From Greg McKenna at GlobalFX and Lighthouse Securities, here’s a quick guide to what’s on the minds of Australian traders heading into the day.
– It was a night of concerns about the Fed, growth and Septaper it seems – drawing a line through a number of markets suggests it was a bit of a “risk off” night.
– On the Global FX scene the Aussie Dollar is the worst performer at 0.9205 this morning (-0.6%) and looking a bit wobbly on the hourly and 4 hour charts. The Euro rejected 1.33 again overnight (1.3295 high) and sits down a smidge at 1.3263, GBP is essentially unchanged (1.5338) but it is the Yen which is suggestive that this is a bit of a safety move as it sits at 97.94 when it should probably be higher based on techs and retail sales yesterday.

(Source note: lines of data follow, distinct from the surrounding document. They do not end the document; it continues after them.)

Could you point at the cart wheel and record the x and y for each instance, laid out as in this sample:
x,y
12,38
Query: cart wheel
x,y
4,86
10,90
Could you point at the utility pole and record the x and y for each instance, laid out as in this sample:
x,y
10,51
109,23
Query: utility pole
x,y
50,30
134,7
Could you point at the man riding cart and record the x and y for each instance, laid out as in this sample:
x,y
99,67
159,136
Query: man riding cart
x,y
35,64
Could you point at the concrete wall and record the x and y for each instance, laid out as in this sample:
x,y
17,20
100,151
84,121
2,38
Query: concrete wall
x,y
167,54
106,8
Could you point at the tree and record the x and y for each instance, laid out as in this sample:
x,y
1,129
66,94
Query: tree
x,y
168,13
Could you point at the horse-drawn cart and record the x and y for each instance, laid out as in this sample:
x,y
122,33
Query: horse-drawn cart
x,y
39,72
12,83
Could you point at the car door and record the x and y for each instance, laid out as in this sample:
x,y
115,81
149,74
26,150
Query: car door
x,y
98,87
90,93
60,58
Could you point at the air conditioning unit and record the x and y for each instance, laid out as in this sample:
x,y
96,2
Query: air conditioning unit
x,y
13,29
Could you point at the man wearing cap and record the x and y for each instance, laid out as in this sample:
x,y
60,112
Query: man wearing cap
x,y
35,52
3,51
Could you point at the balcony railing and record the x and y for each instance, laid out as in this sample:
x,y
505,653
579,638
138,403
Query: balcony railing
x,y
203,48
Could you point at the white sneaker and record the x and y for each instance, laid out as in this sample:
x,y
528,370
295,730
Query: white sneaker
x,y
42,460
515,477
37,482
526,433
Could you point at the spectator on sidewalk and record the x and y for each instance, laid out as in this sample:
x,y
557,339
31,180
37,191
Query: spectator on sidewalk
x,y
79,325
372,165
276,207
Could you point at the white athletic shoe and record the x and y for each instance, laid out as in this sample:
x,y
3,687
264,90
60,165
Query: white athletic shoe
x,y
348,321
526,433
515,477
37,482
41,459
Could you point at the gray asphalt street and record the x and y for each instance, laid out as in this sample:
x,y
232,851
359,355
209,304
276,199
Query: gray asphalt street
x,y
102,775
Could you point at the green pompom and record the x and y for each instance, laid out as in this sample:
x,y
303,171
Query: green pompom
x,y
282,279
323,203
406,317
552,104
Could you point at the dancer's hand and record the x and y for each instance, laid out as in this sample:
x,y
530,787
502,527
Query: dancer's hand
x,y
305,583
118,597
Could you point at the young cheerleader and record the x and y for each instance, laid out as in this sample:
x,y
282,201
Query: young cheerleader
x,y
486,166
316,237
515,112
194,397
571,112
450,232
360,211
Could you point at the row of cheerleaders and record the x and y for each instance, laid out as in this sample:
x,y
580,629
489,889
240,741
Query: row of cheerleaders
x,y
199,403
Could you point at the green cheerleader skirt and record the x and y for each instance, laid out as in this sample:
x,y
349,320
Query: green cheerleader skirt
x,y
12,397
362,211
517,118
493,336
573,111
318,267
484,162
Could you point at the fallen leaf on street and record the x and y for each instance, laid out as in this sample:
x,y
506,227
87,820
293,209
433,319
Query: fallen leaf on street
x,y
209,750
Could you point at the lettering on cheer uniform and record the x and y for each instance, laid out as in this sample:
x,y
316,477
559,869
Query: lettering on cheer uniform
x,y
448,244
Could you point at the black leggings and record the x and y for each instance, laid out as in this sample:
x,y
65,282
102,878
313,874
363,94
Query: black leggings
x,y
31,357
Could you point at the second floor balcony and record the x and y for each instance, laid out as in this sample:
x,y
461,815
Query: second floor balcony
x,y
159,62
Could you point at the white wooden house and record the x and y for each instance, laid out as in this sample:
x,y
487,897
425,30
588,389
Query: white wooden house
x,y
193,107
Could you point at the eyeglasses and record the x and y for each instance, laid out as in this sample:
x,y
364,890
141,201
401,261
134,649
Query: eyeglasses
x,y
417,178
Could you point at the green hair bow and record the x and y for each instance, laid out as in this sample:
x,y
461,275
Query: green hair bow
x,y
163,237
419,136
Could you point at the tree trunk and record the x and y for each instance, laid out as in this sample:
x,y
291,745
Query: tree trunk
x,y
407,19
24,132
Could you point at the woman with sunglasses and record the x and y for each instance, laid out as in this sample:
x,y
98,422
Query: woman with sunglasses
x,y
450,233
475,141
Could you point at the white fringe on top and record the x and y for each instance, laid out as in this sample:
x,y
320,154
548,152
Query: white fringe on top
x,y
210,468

– Stocks were on the back foot again last night in the US as the market gets a little wary of the threat of Septaper later this week and pending home sales pulled back less than forecast (-0.4% v -1% expected) suggesting perhaps the Taper is coming. At the close the Dow (-0.24% @15,522), the Nasdaq (-0.39% @3,599) and the S&P 500 (-0.39% @1,685) were all lower. European stocks, with exception of Milan (-0.89%) performed better though with the FTSE (+0.08%), DAX (+0.17%) and CAC (+0.00%) either flat or eking out small gains even though some big M&A activity might have otherwise helped – on another day.
– In other data retail trade in Japan yesterday for Jun was a little disappointing coming in at -0.2%, but Italian business confidence improved (91.7 v 90.8 expected) and the Dallas Fed unexpectedly fell (4.4 v 7.3 expected and 6.5 last).
On Commodity markets gold is at $1324 oz. (-0.55%) Nymex Crude is $104.51 (-0.18%), Corn fell another 0.56% but Soybeans bucked the recent weakness printing higher (1.32%) for what seems like the first time in ages.
On the data front today we have New Zealand Building Permits and then South Korean Current Account balance and Industrial and Service sector output. I’ll be watching both these numbers very closely. Then in Japan its IP as well as unemployment and household spending before Building permits in Australia. In Europe we see Spanish GDP, Portuguese Business Confidence, EU Consumer confidence, Business Climate, Economic and Service Sentiment before German price data. In the US it’s the Redbook, Case Shiller House prices and Consumer Confidence.
Of particular note to the Australian dollar and Australian interest rate traders will be RBA Governor Glenn Stevens annual speech to the Anika foundation. It is always one of his best speeches of the year when you look back on them, normally important structurally so I’m looking forward to it.